Saturday, October 27, 2018

Types of Salt Used in Cooking

Robert Heist, a Chicago, Illinois-based attorney with nearly 30 years of experience, is owner and principal of R. Connor and Associates. Aside from his responsibilities as an attorney, Robert Heist has developed an appreciation for the culinary arts.

Experienced chefs agree salt is one of the most important ingredients in every dish. Salt plays a crucial role in heightening flavors, bringing life to a dish, and making food more appetizing.

There are several varieties of salt:

-Common table salt consists of very small, dense crystals that have been enhanced with iodine and anti-caking agents. Serious chefs don’t use it.

-Kosher salt, with its larger crystals, is best for everyday cooking. It is inexpensive and readily available. 

-Sea salt can be refined or unrefined. Unrefined varieties, such as fleur de sel or sel gris, are more expensive, but can add a finishing flourish to many dishes and desserts.

Chefs also can use cheese, pounded anchovies, olives, capers, bacon, and other items to increase the salt content and flavor of their dishes.

Monday, October 22, 2018

The NACD NXT Initiative

Attorney Robert Heist is owner and principal at R. Connor and Associates in Chicago, Illinois. Outside of his work as an attorney, Robert Heist is a Governance Fellow, certified by the National Association of Corporate Directors, an organization dedicated to equipping board directors to lead with confidence in today’s rapidly evolving business environment.

In collaboration with Deloitte, the National Association of Corporate Directors launched a new, multi-year initiative at its annual Global Board Leaders’ Summit in Washington, D.C., this past September. The initiative, titled NACD NXT, aims to equip board leaders to pursue innovation and diversity with an overarching goal of elevating overall performance.

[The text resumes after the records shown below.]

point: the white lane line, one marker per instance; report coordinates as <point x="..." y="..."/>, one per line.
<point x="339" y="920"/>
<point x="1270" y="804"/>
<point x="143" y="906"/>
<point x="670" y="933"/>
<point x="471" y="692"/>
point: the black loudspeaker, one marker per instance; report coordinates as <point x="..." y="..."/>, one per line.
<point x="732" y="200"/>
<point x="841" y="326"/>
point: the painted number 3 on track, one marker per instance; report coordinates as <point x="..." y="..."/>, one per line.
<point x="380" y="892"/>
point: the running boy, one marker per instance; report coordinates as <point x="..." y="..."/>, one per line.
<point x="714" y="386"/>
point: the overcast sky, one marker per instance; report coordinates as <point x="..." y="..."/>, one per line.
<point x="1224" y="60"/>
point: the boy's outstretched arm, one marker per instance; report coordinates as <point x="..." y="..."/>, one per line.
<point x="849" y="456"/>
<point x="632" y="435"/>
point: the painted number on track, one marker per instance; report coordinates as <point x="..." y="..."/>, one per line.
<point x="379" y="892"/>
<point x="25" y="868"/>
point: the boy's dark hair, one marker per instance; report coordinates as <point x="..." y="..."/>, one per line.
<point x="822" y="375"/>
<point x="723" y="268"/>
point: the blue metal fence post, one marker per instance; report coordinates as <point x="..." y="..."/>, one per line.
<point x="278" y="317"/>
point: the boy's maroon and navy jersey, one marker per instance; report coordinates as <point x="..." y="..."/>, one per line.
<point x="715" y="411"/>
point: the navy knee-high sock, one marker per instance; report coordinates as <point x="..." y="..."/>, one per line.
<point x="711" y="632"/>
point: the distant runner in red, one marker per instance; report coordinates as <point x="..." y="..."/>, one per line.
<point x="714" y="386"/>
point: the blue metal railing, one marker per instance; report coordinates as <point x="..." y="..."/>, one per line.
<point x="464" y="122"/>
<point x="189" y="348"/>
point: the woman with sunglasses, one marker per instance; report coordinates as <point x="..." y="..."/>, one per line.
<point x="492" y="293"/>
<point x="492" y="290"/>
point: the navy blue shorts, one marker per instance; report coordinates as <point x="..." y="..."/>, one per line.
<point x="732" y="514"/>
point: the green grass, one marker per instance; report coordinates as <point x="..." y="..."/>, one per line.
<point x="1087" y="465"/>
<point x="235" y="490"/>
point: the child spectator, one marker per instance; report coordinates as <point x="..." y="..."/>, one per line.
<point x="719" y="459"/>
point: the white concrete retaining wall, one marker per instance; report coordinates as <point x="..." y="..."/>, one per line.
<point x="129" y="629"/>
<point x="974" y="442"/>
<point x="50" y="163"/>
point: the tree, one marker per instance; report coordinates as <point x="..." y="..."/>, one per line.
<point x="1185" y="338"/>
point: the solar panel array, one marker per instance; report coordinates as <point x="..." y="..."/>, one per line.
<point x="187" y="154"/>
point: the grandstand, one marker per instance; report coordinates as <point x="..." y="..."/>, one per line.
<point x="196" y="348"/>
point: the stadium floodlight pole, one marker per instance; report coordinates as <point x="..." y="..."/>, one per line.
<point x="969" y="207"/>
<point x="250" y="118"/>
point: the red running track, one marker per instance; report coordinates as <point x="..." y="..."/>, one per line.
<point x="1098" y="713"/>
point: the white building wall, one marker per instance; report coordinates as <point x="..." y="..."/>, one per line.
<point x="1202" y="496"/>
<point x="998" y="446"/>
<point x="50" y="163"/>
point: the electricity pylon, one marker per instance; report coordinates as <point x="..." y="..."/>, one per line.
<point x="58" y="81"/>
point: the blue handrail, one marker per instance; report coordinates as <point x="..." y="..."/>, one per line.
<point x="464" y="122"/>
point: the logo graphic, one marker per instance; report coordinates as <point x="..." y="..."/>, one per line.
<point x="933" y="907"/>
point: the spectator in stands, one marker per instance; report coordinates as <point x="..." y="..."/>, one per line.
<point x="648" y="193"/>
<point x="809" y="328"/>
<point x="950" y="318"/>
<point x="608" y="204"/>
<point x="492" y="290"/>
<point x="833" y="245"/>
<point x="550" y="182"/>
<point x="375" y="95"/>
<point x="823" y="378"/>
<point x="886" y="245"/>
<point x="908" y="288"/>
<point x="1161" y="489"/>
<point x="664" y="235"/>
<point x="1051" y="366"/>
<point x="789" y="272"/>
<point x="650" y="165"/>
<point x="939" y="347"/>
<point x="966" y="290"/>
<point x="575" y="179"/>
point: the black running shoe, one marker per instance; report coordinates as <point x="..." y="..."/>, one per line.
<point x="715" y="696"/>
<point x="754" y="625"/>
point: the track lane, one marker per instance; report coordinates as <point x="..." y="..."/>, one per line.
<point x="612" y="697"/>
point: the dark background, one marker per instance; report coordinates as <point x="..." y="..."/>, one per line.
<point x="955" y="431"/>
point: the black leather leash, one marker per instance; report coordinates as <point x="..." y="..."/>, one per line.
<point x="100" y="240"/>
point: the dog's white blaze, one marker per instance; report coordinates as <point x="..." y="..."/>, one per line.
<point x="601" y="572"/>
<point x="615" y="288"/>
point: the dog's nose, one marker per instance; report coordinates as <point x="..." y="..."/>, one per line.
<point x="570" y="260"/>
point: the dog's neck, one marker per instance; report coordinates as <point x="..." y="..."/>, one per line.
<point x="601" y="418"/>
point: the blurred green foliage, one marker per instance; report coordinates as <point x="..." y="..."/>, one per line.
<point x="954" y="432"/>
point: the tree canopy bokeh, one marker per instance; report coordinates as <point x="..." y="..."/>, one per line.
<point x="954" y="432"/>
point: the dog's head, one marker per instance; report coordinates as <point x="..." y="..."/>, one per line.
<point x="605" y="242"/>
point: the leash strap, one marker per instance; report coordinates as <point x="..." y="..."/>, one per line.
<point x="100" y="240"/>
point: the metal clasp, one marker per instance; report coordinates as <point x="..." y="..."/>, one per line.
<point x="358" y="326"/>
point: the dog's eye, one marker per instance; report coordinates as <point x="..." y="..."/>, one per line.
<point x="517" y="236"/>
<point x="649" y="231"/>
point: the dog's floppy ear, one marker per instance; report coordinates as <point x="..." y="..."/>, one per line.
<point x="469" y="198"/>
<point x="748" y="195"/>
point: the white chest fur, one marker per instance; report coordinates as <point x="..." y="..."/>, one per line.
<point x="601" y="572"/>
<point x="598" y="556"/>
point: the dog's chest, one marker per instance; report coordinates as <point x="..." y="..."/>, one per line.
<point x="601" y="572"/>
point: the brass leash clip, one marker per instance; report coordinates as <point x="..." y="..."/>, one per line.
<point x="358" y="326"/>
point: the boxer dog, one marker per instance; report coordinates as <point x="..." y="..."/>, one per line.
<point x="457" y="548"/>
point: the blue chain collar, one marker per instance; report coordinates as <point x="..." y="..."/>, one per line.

The NACD NXT Recognition Gala, held at the Marriott Marquis on Sept. 29, recognized corporate boards that have successfully defined, developed, and demonstrated practices that led to diversity and inclusion on their boards. Winners included Newmont Mining Company, Foot Locker, True Blue, and Liberty Mutual Insurance. In addition to the awards presentation, gala attendees also heard from Josh Klein, who spoke about the evolution of the speed of disruption, and Janet Yellen, who covered macro trends that will shape economic policy.

As business environments change, the NACD NXT initiative seeks to provide case studies and tools to help board directors lead with confidence, ultimately preparing the next generation of leaders through education and scholarship.

Tuesday, October 16, 2018

NACD's Cyber-Risk Oversight Program

The recipient of a JD from The John Marshall Law School, attorney Robert Heist serves as the president of R. Connor & Associates, a law firm in Chicago. Supplementing his experience as an attorney, Robert Heist is a member of the National Association of Corporate Directors (NACD). 

NACD is recognized as the leading authority on boardroom practices. The organization empowers more than 19,000 directors through collaborative efforts with governance stakeholders and investors. 

NACD also offers a variety of continuing education programs, one of which is the online Cyber-Risk Oversight course. Available to both members of NACD and nonmembers, the security management program enhances the understanding of cybersecurity threats and board responsibilities regarding cyber-risk oversight. 

The course includes a cyber-crisis simulation and a series of exams. Upon completing the course, participants receive the Computer Emergency Response Team (CERT) Certificate in Cybersecurity Oversight from the CERT Division of the Carnegie Mellon University Software Engineering Institute. The course takes roughly 16 hours to complete.

Friday, October 5, 2018

Building a Fast and Powerful Tennis Serve

Illinois attorney Robert Heist, when not working with R. Connor & Associates in Chicago, enjoys golfing and tennis in his spare time. Tennis players like attorney Robert Heist need to have a solid understanding of how to serve in order to perform well, and a major component is serve speed.

While more than sheer speed goes into a good serve, great servers are chiefly evaluated on speed, as it renders balls much more difficult to return. Some of the speed of a serve comes from raw arm strength, but those who already have reasonable arm muscles should look to their technique to improve overall speed.

For a fast, flat serve, a player should toss the ball forward and slightly toward the dominant hand. Tosses should be at a height high enough to allow for full extension, but not high enough to stall the motion.

A good serve also requires extensive coiling of the trunk and shoulders. Players who are flexible enough to show their backs to the opponent during a coil should aim for this, but more generally, a serve should coil the body as much as possible. This engages more muscle groups and provides greater leverage, leading to a more powerful serve.